☕ Teknolojiyle duygunun aynı fincanda buluştuğu bir çağdayız. 2025’in Yılın Kelimesi olarak Collins English Dictionary tarafından seçilen vibe coding, tam da bu dönemin dijital aromasını yansıtıyor. Artık kod yazmak, sadece satır satır komut girmek değil; hisleri, ritmi ve insan odaklı etkileşimi özenle demlemek anlamına geliyor. Biz de AI Brew Lab olarak bu yeni kavramı sizin için taze taze demledik. Gelin, dijital dünyanın bu duygulu kodunu birlikte yudumlayalım. ☕💻✨
☕ Bu içerik AIBrewLab tarafından demlendi.
Vibe Coding Nedir?
Yapay zekâ, hayatın her alanını dönüştürdüğü gibi kod yazma dünyasına da yeni bir soluk kazandırdı: Vibe Coding. IBM'nin tanımına göre vibe coding, yazılım geliştiricilerin fikirlerini konuşma dilinde ifade ettiği, yapay zeka asistanlarının da bu fikirleri kod haline getirdiği teknolojidir.

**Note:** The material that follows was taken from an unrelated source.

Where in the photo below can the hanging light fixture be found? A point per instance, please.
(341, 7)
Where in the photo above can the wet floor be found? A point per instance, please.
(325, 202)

Bu kavram, kodlama süreçlerinde yapay zekânın aktif biçimde kullanılmasıyla programlamayı daha sezgisel, akıllı ve insana yakın bir hale getiren bir yaklaşımı ifade eder. Yani, Vibe Coding, programcıların sadece fikirlerini yapay zekâya tarif ederek doğal dille kod yazmalarını mümkün kılan bir alandır. Bu sayede kod yazarken hız ve kolaylık sağlaması, özellikle prototipleme süreçlerinde büyük avantaj sunmuş ve kavramın hızla popülerleşmesine yol açmıştır.
Vibe Coding İlk Kez Ne Zaman Ortaya Çıktı?
Vibe Coding kavramı ilk kez Open AI’nin kurucu ortaklarından Andrej Karpathy'nin, Şubat 2025'te X hesabında yaptığı paylaşımla gündeme gelmiş oldu. Paylaşımın ekran görüntüsü aşağıda yer almaktadır:
![]() |
| Andrej Karpaty tarafından X platformunda paylaşılan post |
Bu paylaşımın Türkçe çevirisi ise şu şekildedir:
Vibe coding” adını verdiğim yeni bir kodlama biçimi var. Bu yöntemde tamamen “vibe”lara (hislere, sezgilere) teslim oluyorsun, üstel kavramları benimsiyor ve kodun varlığını neredeyse unutuyorsun. Bunun mümkün olmasının nedeni, LLM’lerin (örneğin Cursor Composer with Sonnet) artık fazlasıyla iyi hale gelmiş olması. Ayrıca SuperWhisper ile Composer’a doğrudan konuşarak iletişim kuruyorum, yani klavyeye neredeyse hiç dokunmuyorum. Bazen sadece “yan çubuğun boşluğunu yarıya indir” gibi en basit şeyleri istiyorum çünkü o kısmı bulmaya üşeniyorum. Değişiklikleri her zaman “Accept All” diyorum, farkları okumuyorum bile. Hata mesajı aldığımda, hiçbir yorum eklemeden kopyalayıp yapıştırıyorum — genelde bu şekilde düzeliyor. Kod, artık benim alışık olduğum kavrayış seviyesinin ötesinde büyüyor; gerçekten anlamam için uzun süre okumam gerekir. Bazen LLM’ler bir hatayı düzeltemiyor, ben de etrafından dolanıyor ya da rastgele değişiklikler isteyip hatanın kaybolmasını bekliyorum. Hafta sonu “deneme amaçlı” projeler için çok da kötü değil, hatta oldukça eğlenceli. Aslında bir proje ya da web uygulaması yapıyorum ama bu artık klasik anlamda kodlama değil — sadece görüyorum, söylüyorum, çalıştırıyorum, kopyalayıp yapıştırıyorum — ve çoğu zaman da işe yarıyor.